Proper control of these gates is important, since excessive calcium release may lead to heart failure and fatal arrhythmias (irregular heartbeat).3
The researchers studied individual heart cells and found zinc directly interacts with and modulates RyR2 function, thereby playing an important role in your body's release of intracellular calcium stores.
Samantha Pitt, a Royal Society of Edinburgh Biomedical Fellow at the University's School of Medicine, told Medical Xpress:4
"Our discovery provides a mechanistic explanation of how zinc plays a key role in regulating heart muscle contractility and how imbalances in zinc may contribute to diseases such as heart failure and fatal arrhythmias.

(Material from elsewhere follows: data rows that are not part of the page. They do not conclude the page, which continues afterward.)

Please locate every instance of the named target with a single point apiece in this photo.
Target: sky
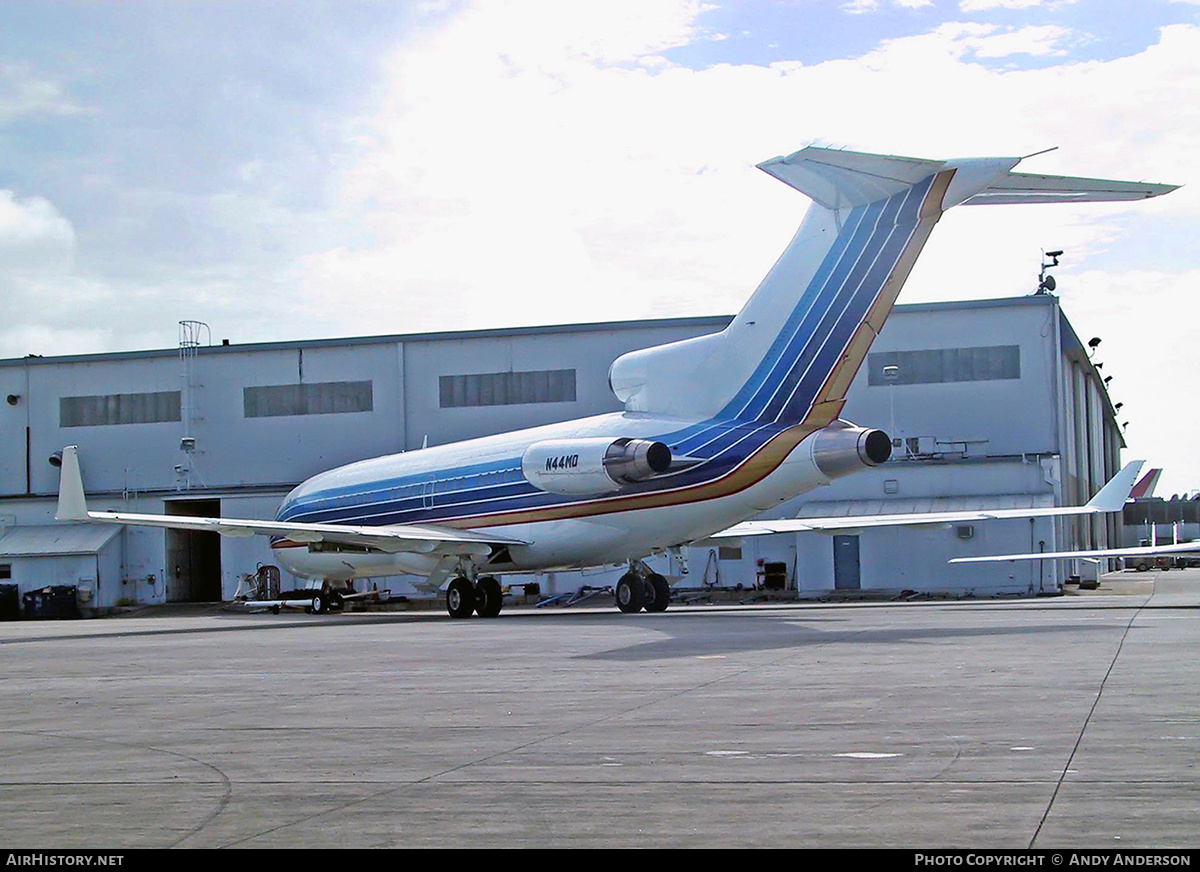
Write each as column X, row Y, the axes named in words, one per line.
column 304, row 169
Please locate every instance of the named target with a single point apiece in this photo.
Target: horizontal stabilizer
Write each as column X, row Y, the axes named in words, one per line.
column 840, row 179
column 1111, row 498
column 1029, row 187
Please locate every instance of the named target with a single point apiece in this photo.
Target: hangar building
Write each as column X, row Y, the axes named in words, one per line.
column 990, row 403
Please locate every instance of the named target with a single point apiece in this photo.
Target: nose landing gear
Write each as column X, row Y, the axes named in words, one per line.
column 640, row 589
column 484, row 597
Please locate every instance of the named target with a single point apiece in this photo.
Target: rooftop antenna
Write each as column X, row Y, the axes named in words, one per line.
column 1045, row 283
column 190, row 334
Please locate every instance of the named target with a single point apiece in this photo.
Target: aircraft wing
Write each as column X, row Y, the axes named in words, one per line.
column 401, row 537
column 1111, row 498
column 1137, row 551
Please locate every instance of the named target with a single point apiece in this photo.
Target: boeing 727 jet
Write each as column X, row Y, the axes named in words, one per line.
column 715, row 428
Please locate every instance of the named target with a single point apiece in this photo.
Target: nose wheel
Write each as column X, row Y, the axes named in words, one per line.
column 635, row 591
column 484, row 597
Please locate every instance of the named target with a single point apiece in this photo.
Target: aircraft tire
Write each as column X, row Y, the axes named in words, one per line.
column 489, row 597
column 630, row 593
column 460, row 599
column 657, row 585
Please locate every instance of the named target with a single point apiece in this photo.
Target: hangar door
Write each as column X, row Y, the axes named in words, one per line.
column 193, row 559
column 846, row 571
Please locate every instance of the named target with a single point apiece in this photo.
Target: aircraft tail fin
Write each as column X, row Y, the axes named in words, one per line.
column 1145, row 487
column 1111, row 498
column 72, row 503
column 791, row 353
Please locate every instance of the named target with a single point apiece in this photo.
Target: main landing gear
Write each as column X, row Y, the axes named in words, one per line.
column 484, row 597
column 642, row 589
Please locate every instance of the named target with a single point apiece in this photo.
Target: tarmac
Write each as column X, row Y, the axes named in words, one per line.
column 1062, row 723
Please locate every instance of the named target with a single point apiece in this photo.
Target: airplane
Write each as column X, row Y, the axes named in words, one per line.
column 715, row 430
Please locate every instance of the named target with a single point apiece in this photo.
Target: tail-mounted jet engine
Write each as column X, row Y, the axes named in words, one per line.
column 593, row 465
column 841, row 449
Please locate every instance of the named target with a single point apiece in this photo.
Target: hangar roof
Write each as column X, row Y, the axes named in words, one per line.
column 57, row 540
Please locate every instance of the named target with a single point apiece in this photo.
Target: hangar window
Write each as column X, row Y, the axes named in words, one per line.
column 119, row 408
column 318, row 398
column 507, row 389
column 939, row 366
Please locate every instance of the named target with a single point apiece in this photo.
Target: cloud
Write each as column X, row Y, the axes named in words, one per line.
column 34, row 236
column 987, row 5
column 22, row 94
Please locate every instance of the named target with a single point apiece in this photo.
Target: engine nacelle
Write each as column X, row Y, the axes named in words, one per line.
column 593, row 465
column 841, row 449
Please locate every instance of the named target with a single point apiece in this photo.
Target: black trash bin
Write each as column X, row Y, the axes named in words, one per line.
column 10, row 602
column 774, row 576
column 55, row 601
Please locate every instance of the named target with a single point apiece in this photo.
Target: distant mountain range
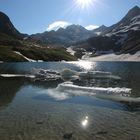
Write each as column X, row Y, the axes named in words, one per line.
column 122, row 37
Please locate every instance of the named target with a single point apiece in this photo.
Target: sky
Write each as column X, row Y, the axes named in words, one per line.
column 36, row 16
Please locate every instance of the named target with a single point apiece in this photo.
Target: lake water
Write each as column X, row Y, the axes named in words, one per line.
column 35, row 109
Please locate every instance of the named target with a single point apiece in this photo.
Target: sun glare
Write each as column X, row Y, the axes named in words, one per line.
column 83, row 4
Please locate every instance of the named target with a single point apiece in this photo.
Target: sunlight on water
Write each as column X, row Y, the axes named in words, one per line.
column 86, row 65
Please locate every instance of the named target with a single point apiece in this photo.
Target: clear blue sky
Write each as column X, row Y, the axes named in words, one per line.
column 33, row 16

… The ability of zinc to modulate RyR2 channels in the absence of calcium represents a paradigm shift in our understanding of how RyR2 is activated when heart muscle contracts.
Although just a first step, this kind of basic science research underpins our understanding of the pathophysiology of disease."
Past research has shown patients with congestive heart failure often have profound zinc deficiency,5 which adds to the growing support that zinc is crucial for heart health, and underscores the importance of consuming enough of this mineral via your diet.
Richard Rainbow, a lecturer in Cardiovascular Cell Physiology at the University of Leicester, continued in Medical Xpress:6
"It always amazes me that seemingly small changes in the concentration of an ion have such profound effects on cardiac cell function that, when in the context of the whole heart, would have severe consequences."